Le jeu des possibles

En tant qu’humains, nous sommes un produit de la sélection naturelle, c’est-à-dire, comme le résume le Prix Nobel français de médecine, François Jacob, une mixture de hasard et de compétition. Nous sommes aussi le résultat d’une très longue histoire. 

Dessin : Pierre Guité, Le jeu des possibles par Sylvie Gendreau, Votre laboratoire créatif.

Dessin : Pierre Guité, Le jeu des possibles par Sylvie Gendreau, Votre laboratoire créatif.

Dans un processus de sélection naturelle, le temps est une composante essentielle. La nature doit disposer de beaucoup de temps pour parvenir à ses fins. La nature est plus patiente que nous.

Nous sommes des objets complexes, constitués d’un très grand nombre de composantes. En tant qu’objets complexes, le processus évolutif de structuration des êtres vivants est soumis à deux règles : (1) à chaque niveau d’organisation des composantes, des contraintes déterminent les règles du jeu et délimitent ce qui est possible de ce qui ne l’est pas ; (2) des circonstances établissent le cours des événements ainsi que les interactions entre les systèmes.

Dans ce jeu des possibles, souligne François Jacob, « avec l’accroissement de la complexité grandit l’influence de l’histoire. » Compte tenu de la complexité des systèmes vivants, l’histoire joue un rôle très important en biologie.

Face à un système biologique, deux questions se posent : Quel en est le fonctionnement ? Quelle en est l’histoire ?

Lorsqu’on retrace l’évolution d’une espèce donnée, on est frappé par le fait que la nature procède tel un bricoleur. Elle dispose de beaucoup de temps et semble en profiter pour explorer de façon exhaustive toutes les options possibles. Elle ne cherche pas la perfection à tout prix. Elle utilise tout ce qui lui tombe sous la main. Tout dépend des circonstances. À force d’expérimenter, elle finit par produire d’étonnants résultats. Bref, la nature bricole.

Le processus créatif du bricoleur s’apparente à celui de la nature. « D’une vieille roue de voiture, il fait un ventilateur ; d'une table cassée, un parasol », précise François Jacob. Si on donne du temps au bricoleur, il produira de grandes choses.

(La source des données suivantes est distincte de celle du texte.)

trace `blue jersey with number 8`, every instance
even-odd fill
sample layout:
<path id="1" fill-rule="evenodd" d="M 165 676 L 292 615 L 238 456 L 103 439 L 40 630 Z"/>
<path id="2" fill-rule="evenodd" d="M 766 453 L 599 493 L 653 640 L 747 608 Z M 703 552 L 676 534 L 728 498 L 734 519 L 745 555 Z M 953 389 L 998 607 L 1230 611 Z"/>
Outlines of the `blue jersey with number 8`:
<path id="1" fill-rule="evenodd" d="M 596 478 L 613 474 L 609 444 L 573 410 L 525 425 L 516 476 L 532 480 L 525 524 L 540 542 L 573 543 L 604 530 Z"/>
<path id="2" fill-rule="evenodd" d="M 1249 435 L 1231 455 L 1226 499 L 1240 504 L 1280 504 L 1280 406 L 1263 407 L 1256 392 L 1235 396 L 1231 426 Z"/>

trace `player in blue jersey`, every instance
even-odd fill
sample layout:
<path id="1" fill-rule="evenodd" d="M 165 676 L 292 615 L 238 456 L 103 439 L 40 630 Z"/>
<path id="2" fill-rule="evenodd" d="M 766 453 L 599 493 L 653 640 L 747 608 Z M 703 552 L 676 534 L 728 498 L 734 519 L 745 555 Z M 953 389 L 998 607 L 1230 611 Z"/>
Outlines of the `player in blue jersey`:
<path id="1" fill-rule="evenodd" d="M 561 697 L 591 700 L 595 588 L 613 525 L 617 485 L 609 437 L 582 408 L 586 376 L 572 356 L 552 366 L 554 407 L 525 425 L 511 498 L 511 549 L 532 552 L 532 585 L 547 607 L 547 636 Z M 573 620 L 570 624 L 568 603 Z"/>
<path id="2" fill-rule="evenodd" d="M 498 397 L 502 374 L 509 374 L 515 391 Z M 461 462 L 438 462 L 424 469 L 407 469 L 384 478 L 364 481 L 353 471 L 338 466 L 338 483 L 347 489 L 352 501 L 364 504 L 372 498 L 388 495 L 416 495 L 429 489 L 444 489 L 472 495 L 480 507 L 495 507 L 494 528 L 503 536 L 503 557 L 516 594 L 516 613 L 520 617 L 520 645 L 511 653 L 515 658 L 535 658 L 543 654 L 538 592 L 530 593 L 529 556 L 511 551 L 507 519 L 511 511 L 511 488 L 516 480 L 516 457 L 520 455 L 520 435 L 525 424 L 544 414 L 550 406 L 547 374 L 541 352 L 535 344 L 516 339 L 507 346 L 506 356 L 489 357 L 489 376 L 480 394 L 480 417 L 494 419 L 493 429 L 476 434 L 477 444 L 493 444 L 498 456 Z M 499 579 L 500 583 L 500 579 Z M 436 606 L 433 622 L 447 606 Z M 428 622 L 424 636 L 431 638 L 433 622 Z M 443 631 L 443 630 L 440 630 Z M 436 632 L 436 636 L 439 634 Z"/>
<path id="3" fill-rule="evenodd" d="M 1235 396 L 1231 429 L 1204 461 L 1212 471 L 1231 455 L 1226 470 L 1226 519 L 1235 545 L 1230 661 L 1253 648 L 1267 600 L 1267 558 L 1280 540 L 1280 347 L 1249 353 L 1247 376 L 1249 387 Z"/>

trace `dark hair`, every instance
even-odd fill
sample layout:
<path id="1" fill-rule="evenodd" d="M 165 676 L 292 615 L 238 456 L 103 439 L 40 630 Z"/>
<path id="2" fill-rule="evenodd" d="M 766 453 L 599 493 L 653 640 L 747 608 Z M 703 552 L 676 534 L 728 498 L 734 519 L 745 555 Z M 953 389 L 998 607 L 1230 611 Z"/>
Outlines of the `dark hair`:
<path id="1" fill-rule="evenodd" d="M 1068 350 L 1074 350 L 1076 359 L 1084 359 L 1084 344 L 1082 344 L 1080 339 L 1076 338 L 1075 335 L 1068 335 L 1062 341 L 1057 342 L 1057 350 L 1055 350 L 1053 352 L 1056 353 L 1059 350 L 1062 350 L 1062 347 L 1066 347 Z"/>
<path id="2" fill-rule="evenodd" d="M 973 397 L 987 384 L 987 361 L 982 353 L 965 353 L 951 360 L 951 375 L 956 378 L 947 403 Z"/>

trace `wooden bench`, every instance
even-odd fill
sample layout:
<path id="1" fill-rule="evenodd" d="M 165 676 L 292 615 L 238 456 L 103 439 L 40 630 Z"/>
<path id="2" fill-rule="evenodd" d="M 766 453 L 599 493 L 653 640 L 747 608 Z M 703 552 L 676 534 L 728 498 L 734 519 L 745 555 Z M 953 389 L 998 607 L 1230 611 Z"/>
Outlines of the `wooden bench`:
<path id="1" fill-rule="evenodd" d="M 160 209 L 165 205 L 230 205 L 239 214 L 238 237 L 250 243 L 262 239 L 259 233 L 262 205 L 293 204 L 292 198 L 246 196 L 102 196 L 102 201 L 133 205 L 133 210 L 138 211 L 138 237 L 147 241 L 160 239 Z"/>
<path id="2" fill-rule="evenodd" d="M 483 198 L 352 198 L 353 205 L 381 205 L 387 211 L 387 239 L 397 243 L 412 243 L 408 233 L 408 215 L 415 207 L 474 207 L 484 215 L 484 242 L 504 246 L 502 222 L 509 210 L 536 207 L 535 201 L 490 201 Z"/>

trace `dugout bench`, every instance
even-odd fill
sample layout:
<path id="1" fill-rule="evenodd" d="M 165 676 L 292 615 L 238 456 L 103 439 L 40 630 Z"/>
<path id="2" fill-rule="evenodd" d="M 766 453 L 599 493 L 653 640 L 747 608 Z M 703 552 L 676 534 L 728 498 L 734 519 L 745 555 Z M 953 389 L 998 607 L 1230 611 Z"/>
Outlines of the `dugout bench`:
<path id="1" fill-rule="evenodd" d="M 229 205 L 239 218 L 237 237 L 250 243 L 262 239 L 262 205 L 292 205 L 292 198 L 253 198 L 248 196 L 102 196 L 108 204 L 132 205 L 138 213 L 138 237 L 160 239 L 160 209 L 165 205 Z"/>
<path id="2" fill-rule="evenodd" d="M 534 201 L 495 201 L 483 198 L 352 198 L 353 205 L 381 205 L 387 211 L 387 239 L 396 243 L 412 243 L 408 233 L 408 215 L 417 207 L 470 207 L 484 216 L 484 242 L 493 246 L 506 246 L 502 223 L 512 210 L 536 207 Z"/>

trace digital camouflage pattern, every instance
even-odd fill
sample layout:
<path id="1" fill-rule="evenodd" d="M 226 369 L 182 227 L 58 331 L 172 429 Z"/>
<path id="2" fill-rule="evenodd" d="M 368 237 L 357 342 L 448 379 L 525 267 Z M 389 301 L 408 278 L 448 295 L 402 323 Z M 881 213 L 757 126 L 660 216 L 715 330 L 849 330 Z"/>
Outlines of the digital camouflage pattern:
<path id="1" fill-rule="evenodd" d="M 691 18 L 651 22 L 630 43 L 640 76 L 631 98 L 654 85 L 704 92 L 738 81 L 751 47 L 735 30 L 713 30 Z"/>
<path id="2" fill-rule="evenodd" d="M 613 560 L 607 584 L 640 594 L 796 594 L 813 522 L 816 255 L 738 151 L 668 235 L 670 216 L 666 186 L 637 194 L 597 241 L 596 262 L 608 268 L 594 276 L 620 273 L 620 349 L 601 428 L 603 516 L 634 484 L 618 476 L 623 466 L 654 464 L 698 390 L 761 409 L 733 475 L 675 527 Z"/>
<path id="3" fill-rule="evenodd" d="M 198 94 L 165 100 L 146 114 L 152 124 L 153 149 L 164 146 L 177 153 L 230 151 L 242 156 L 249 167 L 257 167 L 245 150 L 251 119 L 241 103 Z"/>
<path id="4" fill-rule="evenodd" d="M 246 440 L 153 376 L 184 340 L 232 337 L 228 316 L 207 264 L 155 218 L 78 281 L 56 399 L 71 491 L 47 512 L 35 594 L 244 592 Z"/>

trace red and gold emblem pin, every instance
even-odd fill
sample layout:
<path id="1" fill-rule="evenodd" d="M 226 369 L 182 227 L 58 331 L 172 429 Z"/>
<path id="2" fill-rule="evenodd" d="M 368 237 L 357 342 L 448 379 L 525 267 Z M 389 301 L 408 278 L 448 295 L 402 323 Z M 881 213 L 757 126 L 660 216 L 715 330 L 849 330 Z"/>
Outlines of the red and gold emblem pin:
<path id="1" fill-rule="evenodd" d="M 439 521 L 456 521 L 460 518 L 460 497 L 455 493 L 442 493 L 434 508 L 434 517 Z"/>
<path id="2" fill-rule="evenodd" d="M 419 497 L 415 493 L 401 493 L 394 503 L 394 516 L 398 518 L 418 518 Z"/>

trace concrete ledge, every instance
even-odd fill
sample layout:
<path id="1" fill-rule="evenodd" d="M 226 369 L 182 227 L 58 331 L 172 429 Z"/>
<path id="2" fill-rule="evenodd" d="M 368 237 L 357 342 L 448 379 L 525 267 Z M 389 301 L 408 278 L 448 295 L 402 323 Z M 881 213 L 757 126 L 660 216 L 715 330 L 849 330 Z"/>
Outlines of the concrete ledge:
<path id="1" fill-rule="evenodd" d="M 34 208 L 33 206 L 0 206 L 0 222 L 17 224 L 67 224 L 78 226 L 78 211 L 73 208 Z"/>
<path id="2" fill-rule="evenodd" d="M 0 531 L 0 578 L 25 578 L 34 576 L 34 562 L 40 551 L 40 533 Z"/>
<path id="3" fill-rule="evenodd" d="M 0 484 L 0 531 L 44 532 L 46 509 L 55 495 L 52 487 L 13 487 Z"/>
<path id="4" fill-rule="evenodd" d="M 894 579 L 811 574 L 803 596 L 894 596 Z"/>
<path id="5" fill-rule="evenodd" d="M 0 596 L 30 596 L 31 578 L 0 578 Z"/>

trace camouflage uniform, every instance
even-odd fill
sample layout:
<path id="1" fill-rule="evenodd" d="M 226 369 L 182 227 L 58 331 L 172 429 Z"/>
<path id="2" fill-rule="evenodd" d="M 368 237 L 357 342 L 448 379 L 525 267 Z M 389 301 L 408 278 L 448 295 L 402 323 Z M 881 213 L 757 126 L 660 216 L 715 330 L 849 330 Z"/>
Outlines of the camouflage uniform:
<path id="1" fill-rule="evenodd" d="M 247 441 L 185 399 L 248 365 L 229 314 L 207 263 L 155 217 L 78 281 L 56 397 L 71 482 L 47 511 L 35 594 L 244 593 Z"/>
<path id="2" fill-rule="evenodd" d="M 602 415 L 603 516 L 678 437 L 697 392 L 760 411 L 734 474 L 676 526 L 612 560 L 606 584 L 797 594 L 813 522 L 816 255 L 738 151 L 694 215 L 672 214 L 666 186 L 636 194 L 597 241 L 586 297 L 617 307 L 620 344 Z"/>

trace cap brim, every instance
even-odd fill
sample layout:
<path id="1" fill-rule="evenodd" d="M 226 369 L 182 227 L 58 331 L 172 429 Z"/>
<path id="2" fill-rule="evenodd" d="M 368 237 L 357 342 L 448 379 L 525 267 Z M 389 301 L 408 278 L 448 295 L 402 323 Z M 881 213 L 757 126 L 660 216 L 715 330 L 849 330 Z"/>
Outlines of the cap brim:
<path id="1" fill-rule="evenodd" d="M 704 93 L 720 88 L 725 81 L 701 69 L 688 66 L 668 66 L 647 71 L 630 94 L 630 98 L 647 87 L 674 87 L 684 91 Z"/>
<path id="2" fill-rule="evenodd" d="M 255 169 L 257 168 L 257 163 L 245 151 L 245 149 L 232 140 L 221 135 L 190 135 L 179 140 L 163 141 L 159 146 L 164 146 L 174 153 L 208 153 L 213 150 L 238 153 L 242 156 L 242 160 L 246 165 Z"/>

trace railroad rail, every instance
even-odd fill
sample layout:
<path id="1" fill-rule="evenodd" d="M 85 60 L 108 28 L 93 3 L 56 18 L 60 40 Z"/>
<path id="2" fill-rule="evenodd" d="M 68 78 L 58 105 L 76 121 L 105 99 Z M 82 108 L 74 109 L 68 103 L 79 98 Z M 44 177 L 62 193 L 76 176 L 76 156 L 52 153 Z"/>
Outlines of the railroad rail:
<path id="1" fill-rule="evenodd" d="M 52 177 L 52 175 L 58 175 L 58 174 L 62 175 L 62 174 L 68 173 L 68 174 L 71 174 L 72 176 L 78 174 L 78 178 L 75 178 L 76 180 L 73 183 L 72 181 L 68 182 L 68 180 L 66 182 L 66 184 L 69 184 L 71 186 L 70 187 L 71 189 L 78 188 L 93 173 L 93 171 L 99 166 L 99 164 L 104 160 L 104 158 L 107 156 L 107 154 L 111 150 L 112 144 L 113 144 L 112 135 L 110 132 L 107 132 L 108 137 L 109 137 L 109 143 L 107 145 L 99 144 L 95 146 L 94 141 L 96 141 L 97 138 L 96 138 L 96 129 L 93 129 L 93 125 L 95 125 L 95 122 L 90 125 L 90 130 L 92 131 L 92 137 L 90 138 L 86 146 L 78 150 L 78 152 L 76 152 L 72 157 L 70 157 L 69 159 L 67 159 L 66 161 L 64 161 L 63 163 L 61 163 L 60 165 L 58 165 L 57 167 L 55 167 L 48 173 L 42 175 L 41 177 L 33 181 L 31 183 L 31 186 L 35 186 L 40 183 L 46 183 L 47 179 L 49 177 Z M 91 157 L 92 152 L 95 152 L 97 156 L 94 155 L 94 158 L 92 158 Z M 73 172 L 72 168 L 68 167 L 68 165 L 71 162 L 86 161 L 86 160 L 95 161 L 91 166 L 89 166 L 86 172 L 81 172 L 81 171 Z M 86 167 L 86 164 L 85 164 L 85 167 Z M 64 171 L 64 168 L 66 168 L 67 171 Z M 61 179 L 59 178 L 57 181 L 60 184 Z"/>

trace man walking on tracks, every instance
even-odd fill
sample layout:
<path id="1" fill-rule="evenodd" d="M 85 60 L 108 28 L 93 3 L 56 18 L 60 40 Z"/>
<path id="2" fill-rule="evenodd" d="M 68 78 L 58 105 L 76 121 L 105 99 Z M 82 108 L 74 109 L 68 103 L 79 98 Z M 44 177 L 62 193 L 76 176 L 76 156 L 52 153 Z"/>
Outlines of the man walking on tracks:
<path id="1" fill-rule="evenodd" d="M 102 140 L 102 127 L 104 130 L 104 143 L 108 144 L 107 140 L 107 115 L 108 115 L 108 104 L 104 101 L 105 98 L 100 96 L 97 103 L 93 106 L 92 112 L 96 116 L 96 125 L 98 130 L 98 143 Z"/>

Il aura aussi mis au rancart bon nombre de ses composantes (tout comme la nature qui procède par extinction de certaines espèces). En récupérant bon nombres de composantes des systèmes mis au rancart, il peut les utiliser de manière différente. Le bricoleur est un grand récupérateur

La nature ne « jette » pas grand-chose. Notre cerveau en est un exemple. Pour produire le cerveau de l’Homo sapiens, elle n’a pas tout remis à plat. Elle a fait preuve de bricolage, en juxtaposant le néocortex sur le cerveau des mammifères primitifs. Le néocortex commande l'activité intellectuelle et cognitive. La plus ancienne, venue du rhinencéphale, gouverne les activités viscérales et émotives. Le néocortex s’est développé à une vitesse étonnante et l’intégration de ces deux structures ne s’est pas faite de façon aussi harmonieuse que l’on croît. Et elle n’est pas encore terminée !

Les deux approches, celles du bricoleur et celle de l’ingénieur s’appliquent très bien à la créativité et sont, de ce point de vue, complémentaires. L’approche du bricoleur, axée sur l’exploration tous azimuts et la recherche de toutes les combinaisons possibles constituent le versant« divergeant » qui caractérise, par exemple, les séances de brainstorming. L’approche de l’ingénieur se rapproche de l’effort de « convergence » requis lorsqu'après avoir exploré et évalué une multitude de possibilités vient le temps d’optimiser la solution retenue.


SOURCE
Jacob, François. Le Jeu des possibles. Fayard. 1981.